Prefer not to use the builder? The same knobs are chainable adjusters on a constructed limiter — RateLimiter::with_quota(quota).with_shards(64) .with_eviction(policy).with_algorithm(algo) — each applied immediately after construction.

Algorithms

All algorithms share the same Limiter trait and check surface — swap the strategy through the builder without touching call sites. The token bucket is always available; the rest are behind the algorithms feature.

Algorithm	Shape	Good for
Token bucket	Smooth refill, allows bursts up to capacity	General-purpose; the default
Leaky bucket	Spaces units at a steady interval (GCRA)	Shaping bursty traffic to a steady rate
Fixed window	Counter resets each window	Cheapest; tolerates boundary bursts
Sliding-window log	Exact timestamps in a window	Highest accuracy; higher memory
Sliding-window counter	Weighted blend of two windows	Accuracy/cost balance; common production choice

The token bucket strategy is provided by better-bucket — rate-net does not reimplement it.
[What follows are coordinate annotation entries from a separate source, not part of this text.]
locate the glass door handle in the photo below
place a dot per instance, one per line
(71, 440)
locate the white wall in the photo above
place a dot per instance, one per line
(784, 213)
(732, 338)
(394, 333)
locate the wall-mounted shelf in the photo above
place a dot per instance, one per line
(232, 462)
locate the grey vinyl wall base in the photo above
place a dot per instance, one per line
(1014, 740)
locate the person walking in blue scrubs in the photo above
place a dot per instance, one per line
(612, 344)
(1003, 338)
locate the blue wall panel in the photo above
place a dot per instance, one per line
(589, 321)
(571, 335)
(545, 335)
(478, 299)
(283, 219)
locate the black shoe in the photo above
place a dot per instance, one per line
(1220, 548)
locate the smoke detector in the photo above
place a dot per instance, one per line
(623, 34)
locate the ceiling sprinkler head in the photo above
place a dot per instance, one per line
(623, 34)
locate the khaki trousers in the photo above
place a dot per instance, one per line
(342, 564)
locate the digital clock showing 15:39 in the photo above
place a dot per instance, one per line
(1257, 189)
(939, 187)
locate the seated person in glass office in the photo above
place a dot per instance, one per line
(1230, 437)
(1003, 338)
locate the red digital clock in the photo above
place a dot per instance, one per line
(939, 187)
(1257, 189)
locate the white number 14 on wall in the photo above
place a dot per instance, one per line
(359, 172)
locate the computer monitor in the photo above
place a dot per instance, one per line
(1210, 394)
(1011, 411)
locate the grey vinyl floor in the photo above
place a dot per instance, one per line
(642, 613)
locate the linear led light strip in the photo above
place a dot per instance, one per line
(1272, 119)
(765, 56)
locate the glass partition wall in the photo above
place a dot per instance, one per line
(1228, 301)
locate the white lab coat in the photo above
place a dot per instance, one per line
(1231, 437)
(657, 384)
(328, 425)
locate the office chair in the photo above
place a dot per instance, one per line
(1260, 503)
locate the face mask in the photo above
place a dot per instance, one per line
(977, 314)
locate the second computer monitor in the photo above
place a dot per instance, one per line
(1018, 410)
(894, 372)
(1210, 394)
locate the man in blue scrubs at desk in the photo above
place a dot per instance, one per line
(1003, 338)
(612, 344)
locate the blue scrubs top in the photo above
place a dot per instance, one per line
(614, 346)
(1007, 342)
Deterministic Testing (mockable clock)

use rate_net::RateLimiter;
use clock_lib::ManualClock;
use std::sync::Arc;
use std::time::Duration;

// Share the clock with the limiter via `Arc`, then drive it by hand.
let clock = Arc::new(ManualClock::new());
let limiter = RateLimiter::per_second(5).with_clock(Arc::clone(&clock));

// Drain the key's quota.
for _ in 0..5 {
    assert!(limiter.check("k").is_allow());
}
assert!(limiter.check("k").is_deny());

// Advance one second — no real sleep — and the allowance is back.
clock.advance(Duration::from_secs(1));
assert!(limiter.check("k").is_allow());

Awaiting (async)

The core is sync and runtime-free — check never blocks. When you'd rather wait for a key to become allowed than shed the request, the optional async feature wraps a limiter in an AsyncLimiter whose until_ready awaits until the key is admitted (sleeping for the reported retry_after):

use rate_net::{AsyncLimiter, RateLimiter};

# async fn demo() {
let limiter = AsyncLimiter::new(RateLimiter::per_second(100));

// Non-blocking, allow/deny — same as the sync API.
let _ = limiter.check("user:42");

// Or await until the key is within its limit.
limiter.until_ready("user:42").await;
# }

Only this layer touches a runtime (tokio's timer), and only under the async feature; the core never depends on one.

Examples

Runnable, self-contained demos in examples/:

cargo run --example per_second    # Tier-1: N requests/second per key
cargo run --example per_key       # per-IP and per-user, independent allowances
cargo run --example mock_clock    # deterministic refill with a ManualClock
cargo run --example retry_after   # mapping a denial to HTTP 429 + Retry-After

cargo run --example algorithms --features algorithms  # compare all five algorithms
cargo run --example async_wait   --features async      # await until allowed

Feature Flags

Feature	Default	Description
`std`	✅	Standard library. Required for the sharded store and eviction.
`algorithms`	❌	The full suite beyond the default token bucket (leaky, fixed window, sliding-window log, sliding-window counter).
`async`	❌	`AsyncLimiter` with `until_ready` (await until a key is allowed). Additive — only this layer touches a runtime; the core does not.

# Everything:
rate-net = { version = "1", features = ["algorithms", "async"] }

Testing

# Unit + integration + property tests
cargo test --all-features

# Concurrency model checking (no over-admit under interleaving)
RUSTFLAGS="--cfg loom" cargo test --test loom_check

# Benchmarks
cargo bench --bench rate_bench

# Format + lints (must be clean)
cargo fmt --all -- --check
cargo clippy --all-targets --all-features -- -D warnings

Performance

Criterion medians at the v1.0.0 tag (Windows x86_64, Rust stable, opt-level = 3):

Path	Median
Single-key check	~54 ns
Many-key check (64 shards)	~54 ns
Contended single key (4 threads)	~54 ns/op
Eviction sweep (cold insert at cap)	~217 ns

cargo bench --bench rate_bench

A head-to-head against governor is recorded honestly: governor is currently faster (~17 ns vs ~44 ns single-key), almost entirely because it reads a TSC-based quanta clock (~5 ns) while rate-net reads Instant::now() (~20 ns on Windows) through better-bucket / clock-lib. rate-net's own per-key overhead is competitive; closing the gap needs a faster monotonic clock in clock-lib. Full method, numbers, and analysis in docs/BENCHMARKS.md.

Design

Sharded, lock-free, bounded

Per-key state lives in a sharded concurrent map. A check is: hash the key → locate the shard → run the key's lock-free bucket. Unrelated keys land in different shards and never contend, so throughput scales with core count. The steady-state check allocates nothing; allocation happens only the first time a key is seen.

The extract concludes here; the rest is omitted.